So I stumbled upon a problem with branches and kernels when porting a program to OpenACC. Am I getting this part of the spec correctly: A kernel may never be inside a branch (note: I’m not talking about jumping into the code of a kernel, just the whole kernel constructed being nested inside a branch)? I’ve tested the behavior with the following program and I’m getting an output that would suggest, that OpenACC indeed just ignores the branch conditions and executes both the ‘if’ and the ‘else’ kernels.
If that’s true, I have to ask here - why this limitation if you create synthetic CUDA C kernels anyways? Is there a workaround other than moving everything into separate subroutines?
Edit: One more thing: If my assumptions are correct, and the PGI Compiler just ignores branches in this case, I find this behaviour very dangerous. As it stands, this failure will only be detected in incorrect results (and lead to lengthy debugging in my case).

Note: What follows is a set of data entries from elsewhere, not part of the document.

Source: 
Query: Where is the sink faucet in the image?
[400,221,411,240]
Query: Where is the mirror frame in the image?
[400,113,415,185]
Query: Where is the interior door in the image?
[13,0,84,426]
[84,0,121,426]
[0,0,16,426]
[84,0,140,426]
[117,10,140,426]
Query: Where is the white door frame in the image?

I suggest that the compiler should fail when it detects a kernels/parallel construct inside an ‘if’ or ‘select’ branch.
Output CPU
calculation for c complete
c ok 1
d ok 1
calculation for d complete
d ok 2
c ok 2
Output GPU
calculation for c complete
c ok 1
d@ 1 1 1 : 2.000000
d failed 1
module example
contains
subroutine wrapper_inline_kernels(a, b, c, d, calc_switch)
logical, intent(in) :: calc_switch
real, intent(in) :: a(256, 256, 10), b(256, 256, 10)
real, intent(out) :: c(256, 256, 10), d(256, 256, 10)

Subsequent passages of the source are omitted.